With the wacdump program I can see data coming in from the tablet to /dev/ttyUSB0, but when I run Sax to add it to the X configuration it lists only USB and /dev/ttyS? ports, but no /dev/ttyUSB? ports.
I looked through all the documentation I could find for Sax and sax2, but could not see anything about specifying additional ports. Is there a command-line option or configuration file that can be used to provide this information?
The device will only exist after the USB serial adapter module is loaded. OP, I assume that the device file appears after the adapter has been plugged in. I suppose worst comes to the worst you could make a symlink to the name expected in the config file /etc/X11/xorg.conf.
and I can use the wacdump program to see the data that it sends to the system. The problem is that YaST and Sax do not allow for serial devices other than USB and ttyS? and do not allow one to enter arbitrary /dev paths for them.

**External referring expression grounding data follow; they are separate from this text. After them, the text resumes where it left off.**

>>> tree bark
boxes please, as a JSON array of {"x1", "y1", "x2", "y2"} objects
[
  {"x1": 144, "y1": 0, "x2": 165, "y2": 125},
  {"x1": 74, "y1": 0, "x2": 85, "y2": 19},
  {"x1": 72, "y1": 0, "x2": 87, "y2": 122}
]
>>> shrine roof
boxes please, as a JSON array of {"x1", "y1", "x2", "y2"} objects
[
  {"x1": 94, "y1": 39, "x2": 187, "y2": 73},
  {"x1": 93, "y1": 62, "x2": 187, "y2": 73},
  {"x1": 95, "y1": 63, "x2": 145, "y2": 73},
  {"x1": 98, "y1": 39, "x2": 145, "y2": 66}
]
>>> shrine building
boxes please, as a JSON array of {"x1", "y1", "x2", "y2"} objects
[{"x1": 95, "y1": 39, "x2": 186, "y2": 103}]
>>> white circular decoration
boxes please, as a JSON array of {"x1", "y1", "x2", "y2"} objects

I will be grateful for any help you might come up with. Perhaps this should be posted as a bug report?
I am using openSUSE 11.1 on my iMac G5 PowerPC. I’m trying to get my Wacom Intuos GD tablet to work, using either a Keyspan USA-19hs USBSerial adapter or an old Prolific pl2303 USBSerial adapter. No luck yet.
When I run the: lsusb command I can see the adapter in the list. That line reads:
Bus 003 Device 002: ID 06cd:0121 Keyspan USA-19hs serial adapter
But, in Sax2 none of the Ports give me any functionality with the tablet.
I can’t find specific drivers for either the Prolific or the Keyspan adapter in openSUSE or elsewhere.
Anyone know any tricks…can I treat the USBSerial adapter as a standard USB 2.0 plug?
Is there a repository of USB-Serial adapters for openSUSE?
I’m really hoping that openSUSE can work with my tablet;)
Does anyone know if the linuxwacom-0.8.2 drivers are compiled for a ppc64 architecture? The “Technical Data” tab in YaST says that they are…is that correct?
If your new to Linux, like I am, it will take some patience in order to understand which changes are logically appropriate for your device and set-up…but it is worth it!